Downloads
Home
News
Downloads
Tutorials
User Manual
Reference Manual
Developer Manual
Forums
Team Members
Future Work
FAQ
Links

Developing Topographica with Git

The master repository for Topographica code is stored by Subversion (SVN) at SourceForge.net. It is often useful to work on separate copies of the code, either to develop a new, complicated feature, to make far-reaching changes that need extensive testing, or to keep track of changes useful only at your local site (such as private research code). In such cases it can be useful to use the Git version control tool to establish a local branch of Topographica, so that you can have the benefits of version control (keeping track of different revisions) without necessarily affecting the global repository. If it does turn out that the local changes would be useful to other Topographica users, they can then be "pushed" onto the global repository for everyone to use once they are completed.

SVN's own branching and merging facilities can be used in some cases, but (a) they are only available to Topographica developers, (b) they are far more difficult to use and error-prone than those from git and other distributed version control systems, (c) they require constant access to a centralized server, and thus cannot provide version control when no network connection is available, and (d) most operations are slow, in part because of the dependence on the remote server. Branches maintained using git have none of these problems, and because git can work seamlessly with the centralized SVN server when necessary, git can be very useful for any of the uses mentioned above.

Installing git on your machine

Although git is not typically installed in most Linux distributions, it is usually easy to add it. E.g. for Debian or Ubuntu Linux, just do 'apt-get install git git-svn git-doc'; for others you can get installation packages from git.or.cz. The git-svn package allows git to connect to Topographica's SVN repository. Note that you should try to get Git version 1.6.5.3 (used while writing this document) or later. If you are building from source, you can skip git-doc, which can be difficult to compile, and is anyway available online.

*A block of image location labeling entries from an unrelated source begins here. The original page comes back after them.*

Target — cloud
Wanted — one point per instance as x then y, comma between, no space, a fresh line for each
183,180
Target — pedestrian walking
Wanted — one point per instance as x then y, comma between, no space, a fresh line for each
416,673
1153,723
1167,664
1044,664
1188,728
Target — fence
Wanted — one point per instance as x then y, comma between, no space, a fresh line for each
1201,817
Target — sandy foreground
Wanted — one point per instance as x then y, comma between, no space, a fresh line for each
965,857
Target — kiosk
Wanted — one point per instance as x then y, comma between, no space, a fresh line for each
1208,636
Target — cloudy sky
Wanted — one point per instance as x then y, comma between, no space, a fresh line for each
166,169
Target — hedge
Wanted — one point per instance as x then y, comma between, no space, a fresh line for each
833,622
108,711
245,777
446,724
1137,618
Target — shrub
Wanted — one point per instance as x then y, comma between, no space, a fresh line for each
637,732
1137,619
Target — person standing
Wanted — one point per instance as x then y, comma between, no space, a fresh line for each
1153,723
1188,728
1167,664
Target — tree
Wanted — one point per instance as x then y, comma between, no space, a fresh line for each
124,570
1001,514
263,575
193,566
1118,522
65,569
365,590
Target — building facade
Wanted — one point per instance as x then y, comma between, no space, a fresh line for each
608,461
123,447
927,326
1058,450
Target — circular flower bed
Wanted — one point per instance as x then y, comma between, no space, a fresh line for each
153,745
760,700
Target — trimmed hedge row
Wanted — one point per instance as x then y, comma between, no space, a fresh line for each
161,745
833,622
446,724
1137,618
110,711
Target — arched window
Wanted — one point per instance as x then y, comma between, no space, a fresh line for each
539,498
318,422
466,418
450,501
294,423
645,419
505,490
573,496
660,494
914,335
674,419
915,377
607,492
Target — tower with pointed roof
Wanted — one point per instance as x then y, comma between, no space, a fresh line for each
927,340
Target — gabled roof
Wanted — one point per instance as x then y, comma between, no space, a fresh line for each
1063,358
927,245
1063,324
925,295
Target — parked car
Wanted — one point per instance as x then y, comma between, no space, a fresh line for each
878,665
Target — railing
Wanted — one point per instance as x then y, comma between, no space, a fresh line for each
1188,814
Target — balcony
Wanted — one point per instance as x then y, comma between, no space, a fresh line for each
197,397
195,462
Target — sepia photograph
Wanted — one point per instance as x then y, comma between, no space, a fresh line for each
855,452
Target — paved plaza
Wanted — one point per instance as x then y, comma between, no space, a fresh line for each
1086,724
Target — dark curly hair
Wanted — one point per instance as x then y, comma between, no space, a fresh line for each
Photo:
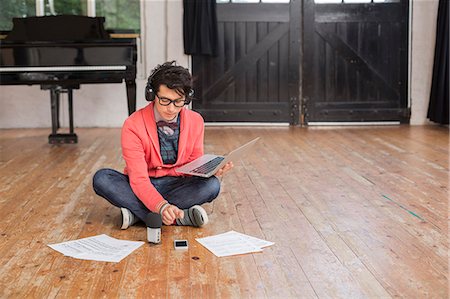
174,76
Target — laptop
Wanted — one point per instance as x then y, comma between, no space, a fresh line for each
208,164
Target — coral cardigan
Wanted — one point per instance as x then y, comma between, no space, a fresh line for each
141,151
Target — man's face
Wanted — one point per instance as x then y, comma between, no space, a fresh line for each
163,96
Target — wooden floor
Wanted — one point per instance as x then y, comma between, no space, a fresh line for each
354,213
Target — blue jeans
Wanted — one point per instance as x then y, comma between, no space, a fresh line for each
183,192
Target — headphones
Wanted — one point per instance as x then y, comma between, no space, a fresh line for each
150,92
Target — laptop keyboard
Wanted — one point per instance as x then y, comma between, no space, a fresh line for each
208,166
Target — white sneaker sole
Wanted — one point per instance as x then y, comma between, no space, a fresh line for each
199,215
125,218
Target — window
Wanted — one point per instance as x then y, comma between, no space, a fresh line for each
120,15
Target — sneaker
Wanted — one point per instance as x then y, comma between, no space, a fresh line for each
128,218
194,216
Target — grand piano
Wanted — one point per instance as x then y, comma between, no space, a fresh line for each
60,53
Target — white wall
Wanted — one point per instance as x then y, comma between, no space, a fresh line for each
423,36
105,105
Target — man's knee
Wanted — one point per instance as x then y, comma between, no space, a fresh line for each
214,186
101,179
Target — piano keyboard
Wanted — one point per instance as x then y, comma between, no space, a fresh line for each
64,68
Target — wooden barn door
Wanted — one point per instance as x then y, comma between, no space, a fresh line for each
355,61
255,78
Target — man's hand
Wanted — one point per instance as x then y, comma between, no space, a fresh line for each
170,214
224,169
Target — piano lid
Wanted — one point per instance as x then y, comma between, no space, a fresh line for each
58,28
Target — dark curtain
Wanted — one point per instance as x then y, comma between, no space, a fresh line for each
200,27
438,109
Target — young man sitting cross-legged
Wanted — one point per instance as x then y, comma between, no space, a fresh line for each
156,140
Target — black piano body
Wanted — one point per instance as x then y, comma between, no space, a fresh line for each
78,52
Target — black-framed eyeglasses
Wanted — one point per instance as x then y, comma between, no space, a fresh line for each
177,102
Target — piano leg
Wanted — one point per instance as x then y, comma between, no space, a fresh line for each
131,95
56,137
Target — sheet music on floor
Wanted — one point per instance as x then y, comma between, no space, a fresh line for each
233,243
97,248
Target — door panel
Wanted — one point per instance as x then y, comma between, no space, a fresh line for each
355,62
250,80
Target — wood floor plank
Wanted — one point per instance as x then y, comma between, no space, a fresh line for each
354,213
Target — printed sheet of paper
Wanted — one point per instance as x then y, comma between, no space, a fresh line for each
98,248
232,243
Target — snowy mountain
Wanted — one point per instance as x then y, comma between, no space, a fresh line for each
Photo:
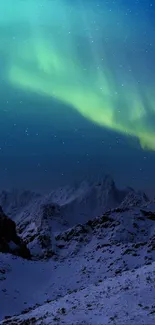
95,270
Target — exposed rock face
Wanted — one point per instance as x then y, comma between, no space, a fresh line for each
10,242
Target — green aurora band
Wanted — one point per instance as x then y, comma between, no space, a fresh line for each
85,57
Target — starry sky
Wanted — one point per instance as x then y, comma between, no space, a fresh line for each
77,94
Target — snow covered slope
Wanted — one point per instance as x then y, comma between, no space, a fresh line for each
102,270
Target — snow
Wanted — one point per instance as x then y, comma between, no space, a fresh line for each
103,269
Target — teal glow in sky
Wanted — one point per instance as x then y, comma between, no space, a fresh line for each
97,58
94,59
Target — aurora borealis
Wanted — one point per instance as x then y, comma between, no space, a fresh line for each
95,57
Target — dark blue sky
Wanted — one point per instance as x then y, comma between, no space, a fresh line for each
44,142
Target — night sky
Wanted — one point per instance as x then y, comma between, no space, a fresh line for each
77,92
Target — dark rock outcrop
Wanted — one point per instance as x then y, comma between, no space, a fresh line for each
10,242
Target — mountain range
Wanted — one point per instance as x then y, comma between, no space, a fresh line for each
92,256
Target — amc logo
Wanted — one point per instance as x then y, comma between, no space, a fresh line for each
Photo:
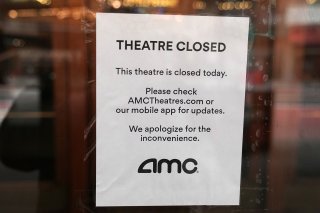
153,165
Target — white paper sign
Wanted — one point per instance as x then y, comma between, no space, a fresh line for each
170,108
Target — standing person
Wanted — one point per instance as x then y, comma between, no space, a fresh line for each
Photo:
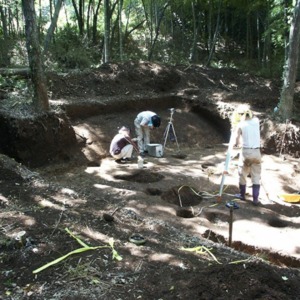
145,121
250,157
121,146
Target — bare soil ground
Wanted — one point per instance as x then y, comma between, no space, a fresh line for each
189,250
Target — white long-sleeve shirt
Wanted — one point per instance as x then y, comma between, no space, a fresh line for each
250,132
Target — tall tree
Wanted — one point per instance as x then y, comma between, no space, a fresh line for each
40,97
106,31
290,70
51,29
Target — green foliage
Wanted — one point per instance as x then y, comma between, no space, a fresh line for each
72,51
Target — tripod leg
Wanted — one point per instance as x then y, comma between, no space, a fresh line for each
166,134
175,137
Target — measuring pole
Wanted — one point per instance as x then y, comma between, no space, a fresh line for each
227,161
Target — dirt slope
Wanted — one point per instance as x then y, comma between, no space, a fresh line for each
170,202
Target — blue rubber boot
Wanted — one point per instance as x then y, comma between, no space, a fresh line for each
242,193
255,193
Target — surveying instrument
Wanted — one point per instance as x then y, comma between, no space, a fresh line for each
170,130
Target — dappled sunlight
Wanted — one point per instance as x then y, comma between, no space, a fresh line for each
115,191
95,235
50,204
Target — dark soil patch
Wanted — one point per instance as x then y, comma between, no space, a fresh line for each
171,202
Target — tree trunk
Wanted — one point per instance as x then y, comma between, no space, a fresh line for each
162,13
290,71
213,42
40,98
51,29
106,31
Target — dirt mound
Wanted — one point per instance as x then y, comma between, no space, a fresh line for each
58,209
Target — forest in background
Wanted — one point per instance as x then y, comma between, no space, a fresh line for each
253,36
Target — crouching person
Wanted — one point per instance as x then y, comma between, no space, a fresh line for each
121,146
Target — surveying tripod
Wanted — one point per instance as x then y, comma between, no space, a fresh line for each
170,130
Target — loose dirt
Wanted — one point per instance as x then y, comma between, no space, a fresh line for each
189,251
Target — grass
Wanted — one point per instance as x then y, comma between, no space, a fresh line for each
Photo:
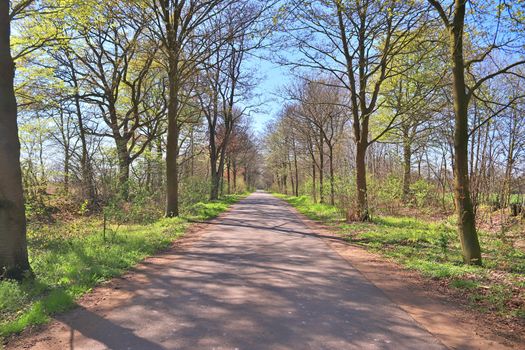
433,249
70,259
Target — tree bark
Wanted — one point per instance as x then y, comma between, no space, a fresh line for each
361,186
332,177
407,165
464,208
14,262
124,162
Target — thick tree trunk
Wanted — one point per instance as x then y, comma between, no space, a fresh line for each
215,179
332,177
88,187
235,176
407,166
13,245
228,171
361,187
124,163
465,211
172,150
314,191
321,172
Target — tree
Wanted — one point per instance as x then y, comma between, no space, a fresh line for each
14,261
356,42
463,94
180,28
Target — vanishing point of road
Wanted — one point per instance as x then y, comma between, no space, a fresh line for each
256,278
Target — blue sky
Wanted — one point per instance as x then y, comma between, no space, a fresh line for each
272,78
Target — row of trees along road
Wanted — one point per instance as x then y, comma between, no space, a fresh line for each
423,74
140,100
106,90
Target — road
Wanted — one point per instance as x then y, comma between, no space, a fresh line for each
257,278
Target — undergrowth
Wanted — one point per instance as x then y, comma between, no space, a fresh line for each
69,259
433,249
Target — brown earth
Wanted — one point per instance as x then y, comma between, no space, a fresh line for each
260,277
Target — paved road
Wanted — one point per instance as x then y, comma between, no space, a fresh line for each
257,279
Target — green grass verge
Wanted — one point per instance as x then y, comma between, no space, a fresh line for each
433,249
70,259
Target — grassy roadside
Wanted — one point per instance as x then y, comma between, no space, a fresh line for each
70,259
433,249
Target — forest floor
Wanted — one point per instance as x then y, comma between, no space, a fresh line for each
260,277
427,252
70,257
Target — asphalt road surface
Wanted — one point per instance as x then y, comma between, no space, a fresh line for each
257,278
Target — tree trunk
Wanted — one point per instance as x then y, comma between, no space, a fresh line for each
228,170
407,165
124,163
332,177
88,187
362,202
314,191
321,171
14,262
172,152
235,176
465,212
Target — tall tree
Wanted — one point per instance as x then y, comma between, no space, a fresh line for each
14,261
356,42
453,18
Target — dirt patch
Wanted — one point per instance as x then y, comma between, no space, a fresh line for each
105,297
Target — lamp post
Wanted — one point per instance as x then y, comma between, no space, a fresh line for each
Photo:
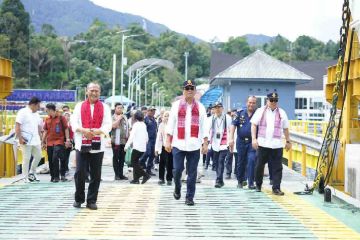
124,37
186,55
152,92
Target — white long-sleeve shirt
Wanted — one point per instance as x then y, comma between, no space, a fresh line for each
268,141
218,127
160,138
75,122
188,143
138,137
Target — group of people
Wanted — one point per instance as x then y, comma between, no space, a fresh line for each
178,138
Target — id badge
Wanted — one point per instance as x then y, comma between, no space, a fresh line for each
218,135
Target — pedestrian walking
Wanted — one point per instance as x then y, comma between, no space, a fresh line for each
91,121
268,123
186,131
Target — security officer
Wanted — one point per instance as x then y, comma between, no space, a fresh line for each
147,160
246,153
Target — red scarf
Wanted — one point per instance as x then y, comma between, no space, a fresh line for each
91,122
194,130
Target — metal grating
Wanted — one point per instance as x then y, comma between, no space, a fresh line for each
44,211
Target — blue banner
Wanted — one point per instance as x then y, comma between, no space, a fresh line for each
24,95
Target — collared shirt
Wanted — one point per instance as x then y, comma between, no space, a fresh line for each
243,124
30,123
55,129
188,143
151,127
269,141
160,138
75,122
217,125
138,137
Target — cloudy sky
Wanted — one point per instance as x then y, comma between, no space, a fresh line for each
207,19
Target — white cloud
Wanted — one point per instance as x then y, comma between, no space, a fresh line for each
209,18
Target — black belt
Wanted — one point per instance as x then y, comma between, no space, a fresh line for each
245,139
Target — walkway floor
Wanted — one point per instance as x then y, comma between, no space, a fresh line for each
44,211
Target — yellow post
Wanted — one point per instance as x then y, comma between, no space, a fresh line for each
10,161
290,159
2,159
303,160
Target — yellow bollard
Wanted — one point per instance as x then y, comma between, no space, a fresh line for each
10,166
2,159
290,159
303,160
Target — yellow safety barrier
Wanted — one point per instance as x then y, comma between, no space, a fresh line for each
7,160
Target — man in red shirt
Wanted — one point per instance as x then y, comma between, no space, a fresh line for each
55,132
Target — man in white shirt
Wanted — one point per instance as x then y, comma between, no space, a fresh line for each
91,121
186,131
28,130
219,130
268,123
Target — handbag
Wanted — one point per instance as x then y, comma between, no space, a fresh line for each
128,157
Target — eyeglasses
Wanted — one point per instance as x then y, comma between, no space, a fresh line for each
273,100
189,88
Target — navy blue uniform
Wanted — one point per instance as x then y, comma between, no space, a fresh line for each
246,153
147,160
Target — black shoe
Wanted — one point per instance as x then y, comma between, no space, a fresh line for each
219,184
63,179
177,194
134,182
77,204
189,202
278,192
145,178
91,206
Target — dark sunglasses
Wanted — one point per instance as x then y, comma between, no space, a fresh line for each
189,88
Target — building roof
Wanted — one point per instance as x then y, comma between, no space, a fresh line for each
262,66
315,69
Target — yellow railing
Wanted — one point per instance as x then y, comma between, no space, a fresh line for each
300,153
313,128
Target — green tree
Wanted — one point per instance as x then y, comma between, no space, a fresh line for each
14,24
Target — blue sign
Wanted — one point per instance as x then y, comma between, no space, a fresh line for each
24,95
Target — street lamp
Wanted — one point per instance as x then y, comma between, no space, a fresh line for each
152,93
186,55
124,37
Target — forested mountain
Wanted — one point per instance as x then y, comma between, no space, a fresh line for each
71,17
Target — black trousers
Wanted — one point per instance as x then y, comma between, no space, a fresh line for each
94,161
166,160
56,158
118,159
273,156
138,171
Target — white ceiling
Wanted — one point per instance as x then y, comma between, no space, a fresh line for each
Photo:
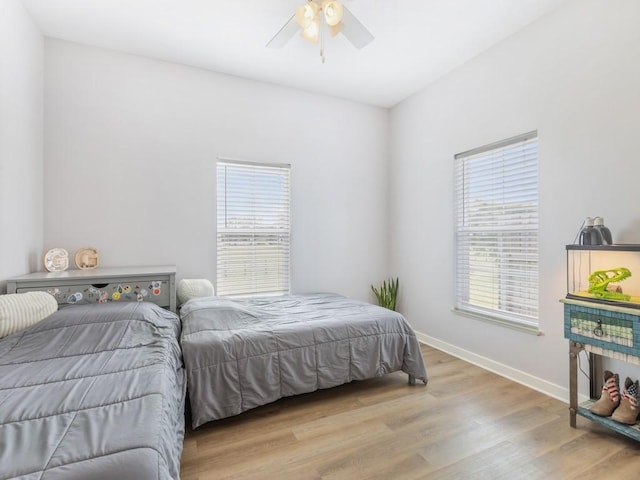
416,41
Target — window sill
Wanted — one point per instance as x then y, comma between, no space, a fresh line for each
521,327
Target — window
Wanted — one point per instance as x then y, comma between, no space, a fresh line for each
496,223
253,228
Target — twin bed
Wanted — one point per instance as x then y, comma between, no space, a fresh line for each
240,354
98,391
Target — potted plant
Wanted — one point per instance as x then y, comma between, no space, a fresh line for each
387,293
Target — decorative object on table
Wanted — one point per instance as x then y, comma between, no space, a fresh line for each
387,294
56,260
610,397
627,411
601,283
87,258
589,235
605,233
594,232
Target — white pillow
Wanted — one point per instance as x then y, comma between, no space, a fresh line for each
21,310
189,288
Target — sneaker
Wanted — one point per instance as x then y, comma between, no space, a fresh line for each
627,412
610,396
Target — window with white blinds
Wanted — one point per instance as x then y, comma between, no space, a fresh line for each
496,221
253,228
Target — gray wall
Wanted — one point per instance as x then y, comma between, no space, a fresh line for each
574,77
21,85
130,150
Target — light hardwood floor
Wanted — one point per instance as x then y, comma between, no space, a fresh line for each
467,423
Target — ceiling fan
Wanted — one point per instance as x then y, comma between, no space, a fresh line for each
309,18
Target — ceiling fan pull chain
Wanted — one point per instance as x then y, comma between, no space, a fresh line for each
321,33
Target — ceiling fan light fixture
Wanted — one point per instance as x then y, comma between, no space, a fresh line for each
307,14
310,33
333,12
335,29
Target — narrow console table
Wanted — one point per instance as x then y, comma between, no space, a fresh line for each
102,285
603,331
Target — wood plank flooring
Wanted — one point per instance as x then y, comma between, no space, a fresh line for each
467,423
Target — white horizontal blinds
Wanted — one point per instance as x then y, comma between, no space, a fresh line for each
253,228
497,230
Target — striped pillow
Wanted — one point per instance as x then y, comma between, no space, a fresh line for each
21,310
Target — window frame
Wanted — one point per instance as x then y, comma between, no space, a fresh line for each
262,223
522,252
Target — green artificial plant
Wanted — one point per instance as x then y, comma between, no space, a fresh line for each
387,294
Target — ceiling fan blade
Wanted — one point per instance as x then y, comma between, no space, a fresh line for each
355,32
287,31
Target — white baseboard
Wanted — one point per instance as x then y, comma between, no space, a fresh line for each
556,391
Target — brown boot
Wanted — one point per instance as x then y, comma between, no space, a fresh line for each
627,412
610,396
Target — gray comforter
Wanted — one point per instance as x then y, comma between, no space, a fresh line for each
93,392
240,354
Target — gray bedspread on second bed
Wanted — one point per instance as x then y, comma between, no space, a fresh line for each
93,392
240,354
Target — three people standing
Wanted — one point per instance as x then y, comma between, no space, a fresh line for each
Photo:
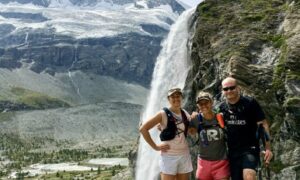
241,114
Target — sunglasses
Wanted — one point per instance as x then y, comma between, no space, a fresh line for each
229,88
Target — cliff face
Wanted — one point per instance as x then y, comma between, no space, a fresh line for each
257,42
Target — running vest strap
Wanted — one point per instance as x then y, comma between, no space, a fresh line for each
171,130
201,126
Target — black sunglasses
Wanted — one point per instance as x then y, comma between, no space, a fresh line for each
229,88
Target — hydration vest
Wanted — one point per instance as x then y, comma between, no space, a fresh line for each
202,128
171,130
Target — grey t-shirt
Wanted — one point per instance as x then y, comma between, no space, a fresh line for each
216,148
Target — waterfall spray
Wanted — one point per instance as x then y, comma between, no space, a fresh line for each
170,70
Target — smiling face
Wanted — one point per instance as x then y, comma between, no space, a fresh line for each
205,106
230,90
175,100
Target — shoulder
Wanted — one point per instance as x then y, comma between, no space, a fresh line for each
221,106
186,114
248,100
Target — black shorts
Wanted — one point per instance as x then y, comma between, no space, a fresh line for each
245,161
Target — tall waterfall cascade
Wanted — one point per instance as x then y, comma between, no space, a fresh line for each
170,70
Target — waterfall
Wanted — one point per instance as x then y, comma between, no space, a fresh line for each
170,70
76,87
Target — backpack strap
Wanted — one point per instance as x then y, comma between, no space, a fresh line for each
171,119
185,122
168,112
200,122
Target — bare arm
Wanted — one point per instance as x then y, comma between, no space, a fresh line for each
269,154
144,130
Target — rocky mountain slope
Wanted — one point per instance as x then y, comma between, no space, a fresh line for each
74,74
257,42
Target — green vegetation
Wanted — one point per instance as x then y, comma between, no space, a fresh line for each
106,174
22,153
277,166
36,100
239,24
292,101
6,116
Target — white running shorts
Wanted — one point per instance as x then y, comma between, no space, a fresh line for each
175,164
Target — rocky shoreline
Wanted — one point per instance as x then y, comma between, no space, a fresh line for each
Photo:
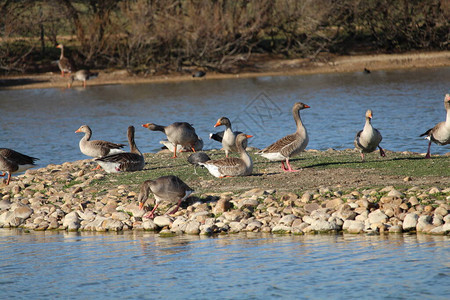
61,197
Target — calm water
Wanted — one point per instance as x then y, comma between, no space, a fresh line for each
49,265
42,122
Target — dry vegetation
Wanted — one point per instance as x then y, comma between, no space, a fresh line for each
151,37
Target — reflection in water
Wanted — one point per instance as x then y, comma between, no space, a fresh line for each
405,104
141,264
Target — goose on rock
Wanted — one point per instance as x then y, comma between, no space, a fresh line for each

Getting the Topographica code

First, you need to select the revision from which you would like your git history to begin. For most work, a recent revision is fine (but make sure the path you want to get actually existed in that revision). Then, you can execute the following:

# location of SVN repository
$ export TOPOROOT=https://topographica.svn.sourceforge.net/svnroot/topographica

# create directory to hold new files
$ mkdir topographica; cd topographica

# create a new Git repository
$ git svn init $TOPOROOT/trunk/topographica

# retrieve the SVN files and history
# (you can choose a value for r - choose a recent svn revision)
$ git svn fetch -r10782; git svn rebase
(substituting values appropriate for what you wish to do; e.g. you can get more history by changing -r). If you're getting a recent revision of the topographica code (and not facespace), the new directory will occupy about 124 megabytes (as of February 2008).

If you wished, you could get the complete history of the Topographica project, using:

 git svn clone $TOPOROOT/trunk/topographica topographica
instead of all of the above commands after export, to make a new directory topographica/ with a copy of the entire repository (620MB as of 2/2008) plus a working copy. This will usually take 2-3 hours to run, although you would only need to do it once (because after that you could use branches to create different versions). Note that this only gets the trunk; if you want all tags and branches as well (which seems unlikely), you can use the -T and -B options described in the git manual. In any case, this method is not usually necessary, unless you want to do some comparison across a wide range of historical versions of Topographica.

After you have the source code, you probably want to build Topographica. You probably also want to instruct git to ignore the same files as SVN ignores:

(echo; git svn show-ignore) >> .git/info/exclude
If svn:ignore properties are subsequently changed in the SVN repository, you will have to update your exclude information.

Working with your Git repository

Now that you have the Topographica source code in your own Git repository, you are free to work on it as you wish. You can commit files, add files, delete files, and so on. All operations that you perform with git (such as diff and commit) are local; only operations with git svn have the potential to modify the SVN repository.

If you are new to Git, you might find the Git tutorial useful. We recommend that you read through the crash course for SVN users, which will help you to avoid being surprised by differences between similarly named git and svn commands. If you are still puzzled by a particular operation in Git, the Git FAQ is often helpful.

Before committing to your repository for the first time, you should identify yourself to git:

ceball@doozy:~/g$ git config --global user.email user@address.ext
ceball@doozy:~/g$ git config --global user.name "User Name"
You should also check that your machine has the correct time and date, otherwise your history can become confusing. Other configuration options are available by reading man git-config.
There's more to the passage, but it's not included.